例えば、上述した「市場流動性リスク」により資金を回収できなかったり、通常より著しく高い金利でしか借入ができなかったりというケースが考えられます。
(ア) 不適切です。
「為替変動リスク」とは、為替相場の変動により外貨取引で為替差損益が発生するリスクのことをいいます。
輸入や輸出など海外企業と取引を行う企業は、デリバティブ取引(為替予約、オプション取引)を活用して、為替相場の変動による損失を回避します。
したがって、外国為替レートが変動することにより差損を被るリスクとは「為替変動リスク」のことを表しているため、選択肢の内容は不適切です。
(イ) 不適切です。
「信用リスク」とは、取引相手先の信用状況の変化(債務超過、倒産など)により、債権回収ができなくなるリスクのことをいいます。
海外企業が取引先だった場合、戦争や革命などが起きて債権が回収できなくなる「カントリーリスク」も含まれます。
したがって、借入金や債券の金利支払いや元本の返済が遅れたり、支払いが不能となるリスクとは「信用リスク」のことを表しているため、選択肢の内容は不適切です。
(ウ) 不適切です。
「金利変動リスク」とは、金利の変動により債券などの資産価値が変動するリスクのことをいいます。
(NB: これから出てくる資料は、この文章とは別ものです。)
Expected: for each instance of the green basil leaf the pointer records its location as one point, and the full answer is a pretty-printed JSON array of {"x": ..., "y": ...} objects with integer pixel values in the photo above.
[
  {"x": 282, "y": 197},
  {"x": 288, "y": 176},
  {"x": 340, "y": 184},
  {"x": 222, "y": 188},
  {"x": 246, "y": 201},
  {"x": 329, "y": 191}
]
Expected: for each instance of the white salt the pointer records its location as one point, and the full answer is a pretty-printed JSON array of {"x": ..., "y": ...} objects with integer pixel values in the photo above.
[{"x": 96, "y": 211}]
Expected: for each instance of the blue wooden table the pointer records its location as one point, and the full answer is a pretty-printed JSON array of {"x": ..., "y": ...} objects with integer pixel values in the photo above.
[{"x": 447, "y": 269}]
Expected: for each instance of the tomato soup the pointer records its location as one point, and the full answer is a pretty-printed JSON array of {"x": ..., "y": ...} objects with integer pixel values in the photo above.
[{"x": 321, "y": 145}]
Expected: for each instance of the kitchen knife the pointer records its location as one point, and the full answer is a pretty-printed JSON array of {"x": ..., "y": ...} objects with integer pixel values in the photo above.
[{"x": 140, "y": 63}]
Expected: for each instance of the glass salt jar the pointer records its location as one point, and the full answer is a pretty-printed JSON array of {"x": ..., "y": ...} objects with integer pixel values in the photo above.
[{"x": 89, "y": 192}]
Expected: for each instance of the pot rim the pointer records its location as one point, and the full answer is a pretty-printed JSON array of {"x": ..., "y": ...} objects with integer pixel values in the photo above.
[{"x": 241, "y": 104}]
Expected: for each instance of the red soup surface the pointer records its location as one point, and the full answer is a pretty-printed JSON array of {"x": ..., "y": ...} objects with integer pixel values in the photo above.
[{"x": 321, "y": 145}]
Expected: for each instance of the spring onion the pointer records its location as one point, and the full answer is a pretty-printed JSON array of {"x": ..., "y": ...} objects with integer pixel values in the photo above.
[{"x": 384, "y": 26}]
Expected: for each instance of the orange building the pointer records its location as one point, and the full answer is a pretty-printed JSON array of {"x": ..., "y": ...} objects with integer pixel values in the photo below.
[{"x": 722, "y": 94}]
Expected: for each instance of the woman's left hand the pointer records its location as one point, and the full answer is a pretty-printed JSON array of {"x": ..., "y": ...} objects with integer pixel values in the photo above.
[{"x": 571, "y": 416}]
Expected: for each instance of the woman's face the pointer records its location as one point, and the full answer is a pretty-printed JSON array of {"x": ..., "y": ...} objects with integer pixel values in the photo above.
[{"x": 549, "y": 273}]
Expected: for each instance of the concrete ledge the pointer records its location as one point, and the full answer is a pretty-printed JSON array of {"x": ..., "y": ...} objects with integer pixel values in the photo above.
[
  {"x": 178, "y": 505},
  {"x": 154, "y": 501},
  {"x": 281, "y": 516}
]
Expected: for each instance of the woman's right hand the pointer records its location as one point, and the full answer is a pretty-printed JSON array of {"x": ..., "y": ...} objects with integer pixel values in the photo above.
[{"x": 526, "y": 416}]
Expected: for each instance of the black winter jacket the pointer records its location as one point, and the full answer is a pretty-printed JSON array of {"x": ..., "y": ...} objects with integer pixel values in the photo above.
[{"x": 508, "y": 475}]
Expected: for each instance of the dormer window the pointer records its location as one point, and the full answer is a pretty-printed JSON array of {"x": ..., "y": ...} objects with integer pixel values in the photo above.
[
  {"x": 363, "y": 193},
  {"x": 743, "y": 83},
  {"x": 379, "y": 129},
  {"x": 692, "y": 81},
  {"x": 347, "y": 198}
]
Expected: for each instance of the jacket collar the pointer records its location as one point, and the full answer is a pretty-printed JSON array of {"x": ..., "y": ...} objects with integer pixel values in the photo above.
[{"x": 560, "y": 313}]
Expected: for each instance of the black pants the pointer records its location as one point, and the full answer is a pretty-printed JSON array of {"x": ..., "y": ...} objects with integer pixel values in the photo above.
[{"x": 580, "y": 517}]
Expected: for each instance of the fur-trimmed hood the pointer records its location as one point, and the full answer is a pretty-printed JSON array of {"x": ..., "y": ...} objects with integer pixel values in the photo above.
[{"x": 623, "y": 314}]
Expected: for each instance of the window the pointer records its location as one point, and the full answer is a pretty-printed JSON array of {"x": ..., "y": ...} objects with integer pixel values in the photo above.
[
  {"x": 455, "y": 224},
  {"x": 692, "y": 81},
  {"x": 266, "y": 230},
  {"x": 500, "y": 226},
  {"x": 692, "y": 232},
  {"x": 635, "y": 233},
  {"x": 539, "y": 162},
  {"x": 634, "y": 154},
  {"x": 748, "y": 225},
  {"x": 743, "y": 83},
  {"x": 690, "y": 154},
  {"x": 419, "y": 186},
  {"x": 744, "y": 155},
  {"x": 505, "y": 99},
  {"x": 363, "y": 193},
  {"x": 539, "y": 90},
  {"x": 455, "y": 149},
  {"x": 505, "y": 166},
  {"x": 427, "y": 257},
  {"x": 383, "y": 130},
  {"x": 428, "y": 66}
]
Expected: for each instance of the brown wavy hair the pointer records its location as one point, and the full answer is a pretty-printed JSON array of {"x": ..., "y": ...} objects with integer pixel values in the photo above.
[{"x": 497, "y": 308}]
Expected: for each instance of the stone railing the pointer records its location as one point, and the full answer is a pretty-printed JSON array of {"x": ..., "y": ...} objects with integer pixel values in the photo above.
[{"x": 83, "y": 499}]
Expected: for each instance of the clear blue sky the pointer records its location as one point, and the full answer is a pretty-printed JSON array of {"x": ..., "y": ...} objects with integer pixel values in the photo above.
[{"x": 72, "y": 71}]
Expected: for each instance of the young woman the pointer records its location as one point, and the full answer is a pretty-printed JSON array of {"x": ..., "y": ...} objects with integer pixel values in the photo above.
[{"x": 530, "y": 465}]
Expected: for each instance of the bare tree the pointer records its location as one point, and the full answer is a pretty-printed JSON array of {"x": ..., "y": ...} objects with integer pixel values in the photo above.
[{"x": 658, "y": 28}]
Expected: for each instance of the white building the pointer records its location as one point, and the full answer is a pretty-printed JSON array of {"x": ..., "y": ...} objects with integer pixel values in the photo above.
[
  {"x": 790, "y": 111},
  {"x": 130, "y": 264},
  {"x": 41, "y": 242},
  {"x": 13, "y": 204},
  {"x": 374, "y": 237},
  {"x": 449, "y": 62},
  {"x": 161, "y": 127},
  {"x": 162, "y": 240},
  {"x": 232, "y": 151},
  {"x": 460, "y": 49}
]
債券は金利変動による影響を受けやすく、市場の金利が高くなれば債券の価値は下がり、市場の金利が低くなれば債券の価値が上がります。
したがって、債券を売却するときにその債券の市場価格が金利変動の影響により値上がりしたり値下がりするリスクとは「金利変動リスク」のことを表しているため、選択肢の内容は不適切です。
(エ) 適切です。
「流動性リスク」には「市場流動性リスク」や「資金調達リスク」があります。
市場流動性リスク
「市場流動性リスク」とは、市場における取引ができなくなったり、通常より著しく不利な価格でしか売ることができなくなるリスクのことをいいます。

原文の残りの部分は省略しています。